My oldest son is about to graduate from a state school with a degree in Business Administration concentration in data analytics. He has had no problem getting internships and job offers. UPS offered him a job.

He is not a data scientist, but says you really need coding skills python and sql and to be able to work with Tableau and Excell even in the marketing application jobs… Lots of mixed applications for data analyst jobs -some are more marketing related creating data based marketing plans-some more data coding related. He seemed to indicate there are different directions you can take this field in.??

I don’t understand any of it- but everyone one in his major found multiple decent paying jobs.

SAS is an analytics software, not a programming language.

Well so is R. Or they both can be programming languages or analytics software, one is open source and one is proprietary.

SAS is a language that must be programmed. SAS is trying to stay current/relevant by adding analytics packages, but R and Python rule Data Science. Hadoop/Spark is also important in the field.

http://data.berkeley.edu/education/faqs

Here are the likely requirements for the major and minor.

Scala?

Here is the latest news on the new Data Science major.

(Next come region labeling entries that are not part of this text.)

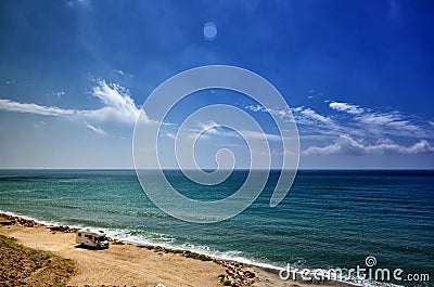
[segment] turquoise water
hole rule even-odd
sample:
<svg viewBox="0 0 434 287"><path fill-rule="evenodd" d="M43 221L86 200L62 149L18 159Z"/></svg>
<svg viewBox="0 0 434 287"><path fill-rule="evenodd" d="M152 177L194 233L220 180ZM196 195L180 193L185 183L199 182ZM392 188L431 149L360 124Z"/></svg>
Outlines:
<svg viewBox="0 0 434 287"><path fill-rule="evenodd" d="M178 171L166 174L190 198L215 200L232 194L246 171L205 187ZM272 172L259 198L241 214L197 224L155 207L133 170L3 170L0 210L278 268L349 270L366 268L365 259L373 256L375 268L432 278L393 283L434 286L434 171L299 171L283 203L270 208L277 178Z"/></svg>

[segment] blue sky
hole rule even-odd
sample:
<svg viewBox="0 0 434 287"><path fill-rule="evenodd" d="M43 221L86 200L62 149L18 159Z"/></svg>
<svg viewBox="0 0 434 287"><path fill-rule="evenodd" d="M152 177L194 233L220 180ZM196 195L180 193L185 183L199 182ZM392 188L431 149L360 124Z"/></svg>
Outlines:
<svg viewBox="0 0 434 287"><path fill-rule="evenodd" d="M432 1L404 0L0 1L0 168L132 168L148 95L213 64L279 89L297 123L301 168L434 168L433 13ZM164 147L189 114L215 103L245 110L271 135L266 114L288 112L204 92L168 115ZM217 128L205 135L205 167L215 164L209 151L230 146L235 166L248 165L240 139ZM280 146L271 148L279 162Z"/></svg>

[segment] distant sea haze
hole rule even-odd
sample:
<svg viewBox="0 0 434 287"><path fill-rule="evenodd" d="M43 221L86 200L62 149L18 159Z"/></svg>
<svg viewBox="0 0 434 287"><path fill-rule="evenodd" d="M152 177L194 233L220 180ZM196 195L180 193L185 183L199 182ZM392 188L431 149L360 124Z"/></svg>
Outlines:
<svg viewBox="0 0 434 287"><path fill-rule="evenodd" d="M237 191L247 172L234 171L217 186L194 184L176 170L166 175L186 196L216 200ZM266 266L347 271L367 268L367 257L374 257L374 268L432 278L394 284L434 286L434 171L299 171L285 199L270 208L278 175L270 173L244 212L214 224L161 211L133 170L2 170L0 210Z"/></svg>

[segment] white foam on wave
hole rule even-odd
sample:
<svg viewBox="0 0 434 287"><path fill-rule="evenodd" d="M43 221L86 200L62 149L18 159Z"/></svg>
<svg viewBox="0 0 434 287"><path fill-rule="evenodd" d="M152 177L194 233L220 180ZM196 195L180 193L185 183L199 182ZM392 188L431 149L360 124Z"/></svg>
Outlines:
<svg viewBox="0 0 434 287"><path fill-rule="evenodd" d="M87 225L75 225L75 224L65 224L62 222L56 222L56 221L46 221L46 220L39 220L35 219L28 216L24 216L21 213L14 213L10 211L3 211L0 210L0 213L8 214L11 217L20 217L26 220L33 220L39 224L43 225L68 225L69 227L74 229L93 229L93 230L100 230L103 231L105 234L107 234L108 237L117 240L123 240L126 243L135 244L135 245L144 245L144 246L161 246L164 248L170 248L170 249L177 249L177 250L186 250L186 251L192 251L195 253L200 255L205 255L218 260L225 260L225 261L233 261L238 263L243 263L247 265L254 265L258 268L264 268L264 269L269 269L273 271L283 271L285 268L275 265L271 263L266 263L261 262L259 260L255 259L250 259L247 257L243 256L243 252L237 251L237 250L231 250L231 251L218 251L213 249L209 246L202 246L202 245L194 245L191 243L183 243L183 244L176 244L176 238L168 236L166 234L162 233L150 233L149 235L144 234L131 234L131 233L140 233L141 231L131 231L131 230L123 230L123 229L103 229L103 227L95 227L95 226L87 226ZM323 274L327 274L331 270L327 269L307 269L307 268L299 268L304 270L308 270L310 274L314 274L315 271L321 271ZM349 278L347 281L340 281L340 279L332 279L335 282L341 282L345 283L348 285L353 286L362 286L362 287L405 287L404 285L397 285L393 283L379 283L375 281L368 281L368 279L359 279L359 278Z"/></svg>

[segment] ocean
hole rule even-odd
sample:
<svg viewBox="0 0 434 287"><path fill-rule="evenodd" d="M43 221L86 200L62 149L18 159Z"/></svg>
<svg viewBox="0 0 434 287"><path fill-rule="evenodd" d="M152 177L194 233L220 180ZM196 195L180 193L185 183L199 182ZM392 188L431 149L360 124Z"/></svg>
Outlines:
<svg viewBox="0 0 434 287"><path fill-rule="evenodd" d="M180 193L197 200L230 195L246 174L234 171L220 185L201 186L166 171ZM263 266L346 275L359 266L365 278L344 278L358 285L434 286L434 171L302 170L284 200L270 208L278 175L270 172L242 213L212 224L167 216L133 170L1 170L0 210ZM386 269L391 278L379 277Z"/></svg>

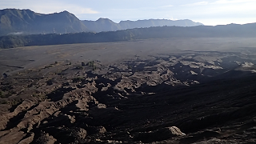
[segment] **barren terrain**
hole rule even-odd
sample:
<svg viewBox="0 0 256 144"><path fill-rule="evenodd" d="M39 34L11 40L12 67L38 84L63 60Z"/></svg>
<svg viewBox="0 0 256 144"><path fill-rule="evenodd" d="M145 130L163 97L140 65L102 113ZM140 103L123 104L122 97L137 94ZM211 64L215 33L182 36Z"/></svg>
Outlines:
<svg viewBox="0 0 256 144"><path fill-rule="evenodd" d="M0 50L0 143L256 142L254 38Z"/></svg>

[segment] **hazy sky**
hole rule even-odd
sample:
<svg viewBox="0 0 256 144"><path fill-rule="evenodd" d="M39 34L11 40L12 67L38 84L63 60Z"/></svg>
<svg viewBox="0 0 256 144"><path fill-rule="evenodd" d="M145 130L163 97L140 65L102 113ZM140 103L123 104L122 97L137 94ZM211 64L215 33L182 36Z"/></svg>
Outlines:
<svg viewBox="0 0 256 144"><path fill-rule="evenodd" d="M0 0L0 9L50 14L67 10L81 20L108 18L191 19L205 25L256 22L256 0Z"/></svg>

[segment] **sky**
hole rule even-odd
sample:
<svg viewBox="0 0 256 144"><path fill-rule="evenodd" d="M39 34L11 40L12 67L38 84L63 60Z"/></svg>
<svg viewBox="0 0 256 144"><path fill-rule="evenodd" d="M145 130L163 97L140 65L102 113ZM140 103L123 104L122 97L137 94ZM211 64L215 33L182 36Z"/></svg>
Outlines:
<svg viewBox="0 0 256 144"><path fill-rule="evenodd" d="M204 25L256 22L256 0L0 0L0 9L30 9L50 14L67 10L81 20L107 18L190 19Z"/></svg>

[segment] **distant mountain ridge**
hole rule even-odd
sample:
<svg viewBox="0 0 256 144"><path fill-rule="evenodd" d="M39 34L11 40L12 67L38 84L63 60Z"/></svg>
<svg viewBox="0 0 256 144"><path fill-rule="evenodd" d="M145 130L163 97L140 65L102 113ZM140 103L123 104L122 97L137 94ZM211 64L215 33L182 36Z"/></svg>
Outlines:
<svg viewBox="0 0 256 144"><path fill-rule="evenodd" d="M134 28L146 28L151 26L195 26L203 25L189 19L172 21L168 19L148 19L138 21L121 21L116 23L108 18L99 18L97 21L82 21L86 27L94 32L114 31Z"/></svg>
<svg viewBox="0 0 256 144"><path fill-rule="evenodd" d="M256 38L256 23L224 26L154 26L108 32L7 35L0 37L0 49L29 46L112 42L166 38Z"/></svg>
<svg viewBox="0 0 256 144"><path fill-rule="evenodd" d="M0 35L88 31L78 18L67 11L43 14L30 10L5 9L0 10Z"/></svg>
<svg viewBox="0 0 256 144"><path fill-rule="evenodd" d="M191 20L149 19L122 21L119 23L115 23L108 18L81 21L68 11L44 14L30 10L0 10L0 36L15 34L102 32L150 26L194 26L202 24Z"/></svg>

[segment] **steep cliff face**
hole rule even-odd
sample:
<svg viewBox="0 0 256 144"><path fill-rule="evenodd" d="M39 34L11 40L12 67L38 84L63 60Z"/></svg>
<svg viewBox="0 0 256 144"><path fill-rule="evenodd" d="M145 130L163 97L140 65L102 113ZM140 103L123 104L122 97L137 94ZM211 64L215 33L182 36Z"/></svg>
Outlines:
<svg viewBox="0 0 256 144"><path fill-rule="evenodd" d="M68 11L54 14L38 14L30 10L0 10L0 36L6 34L66 34L85 31L101 32L138 27L162 26L194 26L202 23L190 20L139 20L115 23L108 18L97 21L80 21Z"/></svg>
<svg viewBox="0 0 256 144"><path fill-rule="evenodd" d="M0 10L0 34L65 34L87 31L75 15L63 11L50 14L38 14L30 10Z"/></svg>
<svg viewBox="0 0 256 144"><path fill-rule="evenodd" d="M203 24L194 22L191 20L178 20L172 21L167 19L148 19L138 21L121 21L119 23L115 23L108 18L99 18L97 21L82 21L88 27L90 31L102 32L102 31L114 31L134 28L145 28L151 26L195 26Z"/></svg>

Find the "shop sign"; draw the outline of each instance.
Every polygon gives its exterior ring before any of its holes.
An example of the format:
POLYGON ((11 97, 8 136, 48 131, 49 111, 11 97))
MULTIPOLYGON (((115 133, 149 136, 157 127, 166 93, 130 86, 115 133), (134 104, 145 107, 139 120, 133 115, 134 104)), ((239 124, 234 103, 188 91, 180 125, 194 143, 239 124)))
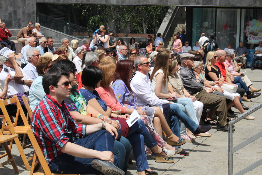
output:
POLYGON ((247 24, 246 36, 247 37, 247 43, 258 43, 262 41, 262 20, 253 19, 247 24))

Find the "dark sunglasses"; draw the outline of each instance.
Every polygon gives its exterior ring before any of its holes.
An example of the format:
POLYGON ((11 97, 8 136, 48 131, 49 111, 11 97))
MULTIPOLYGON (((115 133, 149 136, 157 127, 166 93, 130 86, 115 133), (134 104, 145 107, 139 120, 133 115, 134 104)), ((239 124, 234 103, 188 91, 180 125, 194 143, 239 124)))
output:
POLYGON ((146 63, 141 63, 141 64, 146 64, 146 65, 148 65, 150 63, 149 62, 146 62, 146 63))
POLYGON ((67 88, 69 86, 69 84, 71 84, 72 82, 71 81, 66 82, 62 85, 55 85, 54 86, 64 86, 65 88, 67 88))
POLYGON ((77 69, 72 69, 72 70, 71 70, 71 71, 69 71, 69 72, 72 72, 74 74, 75 74, 75 72, 76 72, 77 71, 77 69))

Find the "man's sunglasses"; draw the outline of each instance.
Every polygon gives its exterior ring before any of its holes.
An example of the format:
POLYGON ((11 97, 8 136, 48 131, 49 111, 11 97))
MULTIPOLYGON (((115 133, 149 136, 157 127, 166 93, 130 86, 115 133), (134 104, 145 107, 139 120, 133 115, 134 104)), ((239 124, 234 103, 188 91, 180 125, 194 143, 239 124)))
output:
POLYGON ((146 62, 146 63, 141 63, 141 64, 146 64, 146 65, 148 65, 150 63, 149 62, 146 62))
POLYGON ((73 74, 75 74, 76 72, 77 71, 77 70, 76 69, 72 69, 70 71, 69 71, 70 72, 72 72, 73 74))
POLYGON ((68 88, 68 86, 69 86, 69 84, 71 84, 71 83, 72 83, 71 81, 68 81, 67 82, 66 82, 64 84, 62 85, 53 85, 54 86, 64 86, 64 87, 65 88, 68 88))

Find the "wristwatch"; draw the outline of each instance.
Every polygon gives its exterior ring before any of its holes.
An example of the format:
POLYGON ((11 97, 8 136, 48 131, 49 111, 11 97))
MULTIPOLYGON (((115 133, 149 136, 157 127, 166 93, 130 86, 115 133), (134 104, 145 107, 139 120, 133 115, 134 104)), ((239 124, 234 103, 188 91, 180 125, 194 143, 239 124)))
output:
POLYGON ((102 122, 102 129, 104 130, 105 128, 105 123, 106 123, 106 122, 105 121, 102 122))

https://data.berkeley.edu/education/faqs

This is flavor of the month. I work in a somewhat related area, and my specialty experienced a similar curve. Some publication announces that it’s the best/hottest/etc. job, half of the schools in the country rush in to create a major or a master’s program, the market is over saturated with people whose diploma says X. And by that time there are enough software packages and/or customized setups within companies requiring minimal maintenance and just a handful of people to keep it going. The key to succeeding in an area like this is to be there first, before itofficially becomes hot, and having solid foundation in math to be able to learn it on your own. So, no to a degree in data science, yes - to math/ applied math/ statistics/ economics with a good grasp of computer programming.